In this study, there was no association between pregnancy-induced hypertension and iron-folic acid supplementation. It is consistent with a Thailand study, which found that taking iron and folic acid supplements late in pregnancy has no effect on pregnancy-induced hypertension. But, according to this study, early initiation of iron-folic acid supplementation before 16 weeks of pregnancy dramatically raised the risk of developing PIH [27]. This variation may be due to the fact that the time of initiation was early in pregnancy, whereas in the current study we assessed the association among pregnant women irrespective of gestational age or anemia status. Similarly, women who use high-dose folic acid supplements before pregnancy and through mid-pregnancy may be at increased risk for high blood pressure [50]. This finding is contrary to a study conducted in Poland. According to that study, PIH risk was 2.19 times higher in women in the lowest iron quartile (801.20 g/L) compared to those in the highest (> 1211.75 g/L) iron quartile [31]. The rise in blood iron observed in patients with PIH appears to be caused by a persistent, clinically undetectable hemolytic response. In addition to this, supplementing women with folic acid and multivitamins that contain folic acid rather than folic acid alone throughout pregnancy considerably lowers the incidence of PIH [29, 30]. The possible reasons might be due to the differences between the study designs.

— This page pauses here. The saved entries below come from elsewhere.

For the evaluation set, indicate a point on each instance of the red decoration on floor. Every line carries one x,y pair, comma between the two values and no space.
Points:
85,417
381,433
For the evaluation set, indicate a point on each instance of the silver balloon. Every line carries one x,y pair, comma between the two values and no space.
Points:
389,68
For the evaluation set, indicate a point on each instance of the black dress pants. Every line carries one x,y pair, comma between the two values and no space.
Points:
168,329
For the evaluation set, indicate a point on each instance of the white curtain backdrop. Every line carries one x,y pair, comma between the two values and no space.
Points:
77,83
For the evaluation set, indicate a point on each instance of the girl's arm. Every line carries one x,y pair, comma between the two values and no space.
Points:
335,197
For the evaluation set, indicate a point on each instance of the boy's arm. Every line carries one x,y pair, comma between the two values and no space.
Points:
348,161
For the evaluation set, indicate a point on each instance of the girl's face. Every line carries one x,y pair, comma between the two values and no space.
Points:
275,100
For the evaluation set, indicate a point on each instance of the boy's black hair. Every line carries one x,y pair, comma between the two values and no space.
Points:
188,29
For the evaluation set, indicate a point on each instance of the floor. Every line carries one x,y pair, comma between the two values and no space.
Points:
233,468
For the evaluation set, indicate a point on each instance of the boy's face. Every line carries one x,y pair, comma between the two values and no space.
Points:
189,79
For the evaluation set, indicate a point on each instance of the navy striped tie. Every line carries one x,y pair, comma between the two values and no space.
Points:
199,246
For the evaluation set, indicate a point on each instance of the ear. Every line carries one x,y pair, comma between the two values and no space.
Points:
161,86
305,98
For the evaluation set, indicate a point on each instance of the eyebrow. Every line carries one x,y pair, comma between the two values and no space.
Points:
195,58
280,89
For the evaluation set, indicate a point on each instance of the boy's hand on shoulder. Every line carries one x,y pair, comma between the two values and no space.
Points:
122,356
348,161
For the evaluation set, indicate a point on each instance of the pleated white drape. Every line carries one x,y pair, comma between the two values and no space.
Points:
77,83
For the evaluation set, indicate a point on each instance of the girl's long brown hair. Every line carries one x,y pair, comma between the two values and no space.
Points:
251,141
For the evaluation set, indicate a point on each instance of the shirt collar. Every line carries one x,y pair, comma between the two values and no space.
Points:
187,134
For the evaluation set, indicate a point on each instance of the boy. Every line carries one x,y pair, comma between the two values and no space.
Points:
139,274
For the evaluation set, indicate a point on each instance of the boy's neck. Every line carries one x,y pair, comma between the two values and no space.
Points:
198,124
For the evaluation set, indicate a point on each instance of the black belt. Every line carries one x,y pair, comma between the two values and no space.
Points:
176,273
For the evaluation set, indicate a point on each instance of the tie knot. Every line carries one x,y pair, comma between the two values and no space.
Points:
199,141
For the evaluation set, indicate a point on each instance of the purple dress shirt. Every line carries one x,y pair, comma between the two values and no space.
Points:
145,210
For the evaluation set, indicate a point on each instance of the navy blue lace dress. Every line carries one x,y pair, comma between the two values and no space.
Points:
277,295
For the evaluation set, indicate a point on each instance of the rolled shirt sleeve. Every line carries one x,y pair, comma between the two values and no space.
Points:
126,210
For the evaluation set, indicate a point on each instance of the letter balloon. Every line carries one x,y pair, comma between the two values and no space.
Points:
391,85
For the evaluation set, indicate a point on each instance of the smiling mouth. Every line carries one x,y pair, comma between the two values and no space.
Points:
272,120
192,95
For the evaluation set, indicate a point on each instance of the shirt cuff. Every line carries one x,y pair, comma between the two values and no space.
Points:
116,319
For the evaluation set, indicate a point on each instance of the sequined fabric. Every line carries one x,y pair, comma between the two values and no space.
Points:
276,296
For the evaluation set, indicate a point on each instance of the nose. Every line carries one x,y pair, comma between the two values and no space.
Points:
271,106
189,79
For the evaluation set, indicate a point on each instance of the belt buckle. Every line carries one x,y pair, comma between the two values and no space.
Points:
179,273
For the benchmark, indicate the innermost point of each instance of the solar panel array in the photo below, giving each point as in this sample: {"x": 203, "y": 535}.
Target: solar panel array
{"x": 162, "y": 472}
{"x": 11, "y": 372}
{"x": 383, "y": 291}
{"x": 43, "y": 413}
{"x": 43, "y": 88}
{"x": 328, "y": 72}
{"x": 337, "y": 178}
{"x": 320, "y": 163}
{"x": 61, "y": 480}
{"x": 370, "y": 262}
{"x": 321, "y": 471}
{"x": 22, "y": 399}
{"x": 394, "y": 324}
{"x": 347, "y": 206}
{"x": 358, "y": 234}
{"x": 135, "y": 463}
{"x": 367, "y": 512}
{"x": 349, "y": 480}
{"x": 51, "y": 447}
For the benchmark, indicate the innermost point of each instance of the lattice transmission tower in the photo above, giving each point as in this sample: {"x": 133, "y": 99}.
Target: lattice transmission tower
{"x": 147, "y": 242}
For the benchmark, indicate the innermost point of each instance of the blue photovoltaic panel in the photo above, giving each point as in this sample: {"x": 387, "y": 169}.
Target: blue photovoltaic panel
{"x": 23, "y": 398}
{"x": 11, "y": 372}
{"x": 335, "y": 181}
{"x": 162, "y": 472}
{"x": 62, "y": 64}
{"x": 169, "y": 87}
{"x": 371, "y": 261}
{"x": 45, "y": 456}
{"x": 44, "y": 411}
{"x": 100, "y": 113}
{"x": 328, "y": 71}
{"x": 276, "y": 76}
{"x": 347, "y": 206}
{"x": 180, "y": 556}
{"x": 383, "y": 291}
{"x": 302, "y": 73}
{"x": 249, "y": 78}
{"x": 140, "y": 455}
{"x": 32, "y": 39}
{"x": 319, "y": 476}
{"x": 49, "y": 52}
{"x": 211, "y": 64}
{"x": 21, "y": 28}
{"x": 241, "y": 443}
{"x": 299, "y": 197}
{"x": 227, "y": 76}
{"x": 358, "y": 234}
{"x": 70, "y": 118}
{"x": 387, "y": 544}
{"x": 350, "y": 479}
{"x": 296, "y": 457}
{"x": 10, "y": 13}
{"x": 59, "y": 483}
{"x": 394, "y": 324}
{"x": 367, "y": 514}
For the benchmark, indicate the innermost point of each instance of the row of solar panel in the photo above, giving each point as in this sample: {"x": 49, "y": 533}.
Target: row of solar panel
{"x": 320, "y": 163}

We have also assessed the association between pregnancy-induced hypertension and other nutritional-related factors. Based on this, there was another nutrient that was assessed in this study called kocho or bulla, which is one of the well-known and commonly consumed cultural foods in the study area. According to previous studies, iron is one of its constituents. There is a strong association between kocho or bulla consumption and PIH. Pregnant women who consumed bulla or kocho were 14.4 (1.2–16.7) times more likely to develop pregnancy-induced hypertension as compared with control groups [51]. This result seems to recommend that pregnant women avoid using bulla or kocho during their pregnancy, but this is the first study assessing this food and PIH. We were unable to obtain studies on the preceding or their mechanisms of action. We could not get any justification from previous literature about the effects of kocho or bulla on pregnancy-induced hypertension. Hence, it needs further study with regard to this association. We have also assessed nutrients that are rich in iron, like teff, but they had no association with pregnancy-induced hypertension.

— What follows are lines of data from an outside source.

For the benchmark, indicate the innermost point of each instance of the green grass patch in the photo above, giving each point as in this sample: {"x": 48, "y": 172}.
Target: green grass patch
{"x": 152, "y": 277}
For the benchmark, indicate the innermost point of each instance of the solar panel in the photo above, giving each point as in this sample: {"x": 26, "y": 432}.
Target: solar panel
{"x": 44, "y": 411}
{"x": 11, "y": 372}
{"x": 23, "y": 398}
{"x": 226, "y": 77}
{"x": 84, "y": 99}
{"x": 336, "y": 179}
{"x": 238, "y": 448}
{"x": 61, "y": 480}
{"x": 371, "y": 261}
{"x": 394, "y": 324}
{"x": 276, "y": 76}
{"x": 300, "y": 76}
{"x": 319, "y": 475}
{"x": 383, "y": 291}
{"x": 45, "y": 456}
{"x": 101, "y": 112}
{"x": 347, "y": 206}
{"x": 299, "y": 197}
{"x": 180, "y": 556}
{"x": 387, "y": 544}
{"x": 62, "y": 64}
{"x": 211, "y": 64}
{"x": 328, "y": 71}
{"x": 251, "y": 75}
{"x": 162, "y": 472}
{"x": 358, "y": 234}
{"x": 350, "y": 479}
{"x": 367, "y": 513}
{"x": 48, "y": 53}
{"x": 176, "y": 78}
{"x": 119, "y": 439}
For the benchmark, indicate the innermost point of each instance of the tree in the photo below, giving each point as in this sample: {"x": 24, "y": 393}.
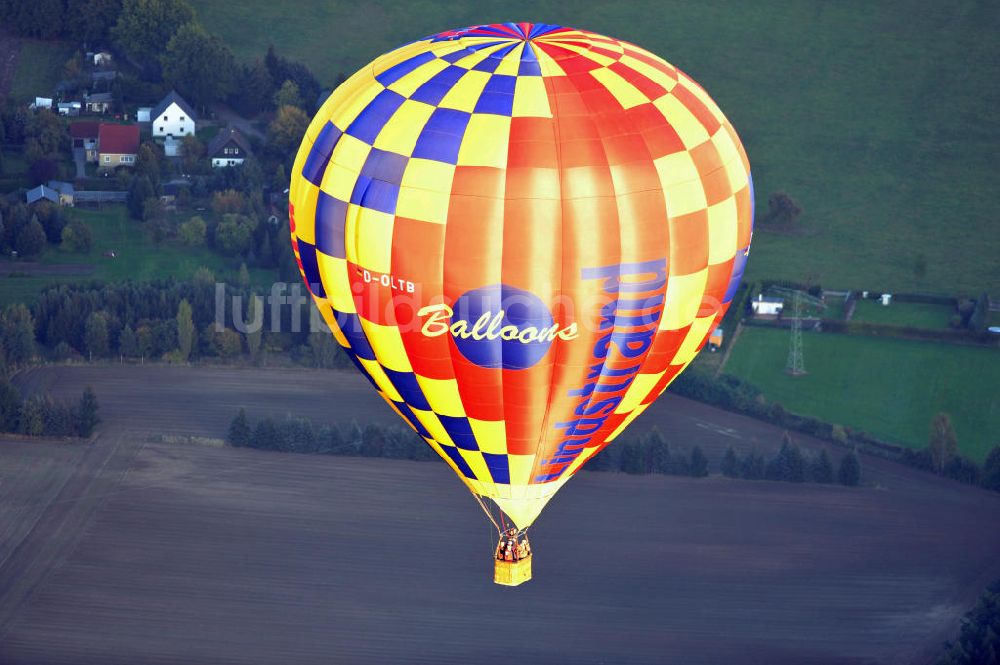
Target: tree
{"x": 991, "y": 470}
{"x": 96, "y": 334}
{"x": 145, "y": 27}
{"x": 192, "y": 232}
{"x": 200, "y": 66}
{"x": 699, "y": 463}
{"x": 31, "y": 239}
{"x": 849, "y": 472}
{"x": 185, "y": 330}
{"x": 782, "y": 210}
{"x": 255, "y": 331}
{"x": 128, "y": 345}
{"x": 288, "y": 95}
{"x": 821, "y": 469}
{"x": 285, "y": 132}
{"x": 943, "y": 444}
{"x": 18, "y": 326}
{"x": 730, "y": 463}
{"x": 87, "y": 418}
{"x": 239, "y": 430}
{"x": 139, "y": 192}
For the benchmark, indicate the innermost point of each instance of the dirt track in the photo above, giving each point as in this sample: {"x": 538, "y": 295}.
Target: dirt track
{"x": 168, "y": 554}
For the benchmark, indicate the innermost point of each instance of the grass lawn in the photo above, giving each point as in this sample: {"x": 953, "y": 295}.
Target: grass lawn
{"x": 914, "y": 314}
{"x": 138, "y": 258}
{"x": 39, "y": 68}
{"x": 889, "y": 388}
{"x": 881, "y": 119}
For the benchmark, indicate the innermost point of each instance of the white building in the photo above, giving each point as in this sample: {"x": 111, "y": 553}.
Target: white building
{"x": 172, "y": 117}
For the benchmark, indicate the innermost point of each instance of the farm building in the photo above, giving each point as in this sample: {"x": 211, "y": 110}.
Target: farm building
{"x": 767, "y": 307}
{"x": 228, "y": 148}
{"x": 41, "y": 193}
{"x": 173, "y": 117}
{"x": 84, "y": 135}
{"x": 117, "y": 145}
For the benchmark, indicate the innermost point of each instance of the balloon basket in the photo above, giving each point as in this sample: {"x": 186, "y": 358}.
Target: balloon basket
{"x": 512, "y": 573}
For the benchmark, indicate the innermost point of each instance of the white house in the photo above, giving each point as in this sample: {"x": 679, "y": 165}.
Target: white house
{"x": 767, "y": 306}
{"x": 172, "y": 117}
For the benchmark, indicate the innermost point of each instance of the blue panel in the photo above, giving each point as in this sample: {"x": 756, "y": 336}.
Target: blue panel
{"x": 401, "y": 69}
{"x": 441, "y": 137}
{"x": 371, "y": 120}
{"x": 319, "y": 156}
{"x": 350, "y": 325}
{"x": 460, "y": 431}
{"x": 409, "y": 389}
{"x": 386, "y": 166}
{"x": 434, "y": 90}
{"x": 331, "y": 214}
{"x": 459, "y": 461}
{"x": 498, "y": 467}
{"x": 405, "y": 410}
{"x": 307, "y": 254}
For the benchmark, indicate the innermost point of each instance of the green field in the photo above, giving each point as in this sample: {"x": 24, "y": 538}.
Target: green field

The strength of this study is that, to the best of our knowledge, it is the first study of its kind in our country. But this study did not differentiate between the specific type of pregnancy-induced hypertension and its association with iron-folic acid supplementation. As a limitation, there might be respondents' recall biases regarding the number of iron and folic acid tablets they took, the total number of weeks they took the tablets, and the starting time of tablet taking. Some women might also hide the truth about whether they took the tablets completely or left them after taking them from the health institutions. This intern might affect the true association.

Conclusions

There is no association between iron-folic acid supplementation and pregnancy-induced hypertension. However, pregnant women with high hemoglobin levels had a higher risk of developing pregnancy-induced hypertension than those who did not. The concentration of iron-folic acid has a direct relationship with hemoglobin levels. Before giving iron and folic acid supplements to pregnant women, it is crucial to assess their iron status because they may have more detrimental consequences than good ones. All pregnant women should have their hemoglobin levels measured as a routine task during their first visit. Strong designs like randomized clinical trials or meta-analyses should be carried out with a large sample size.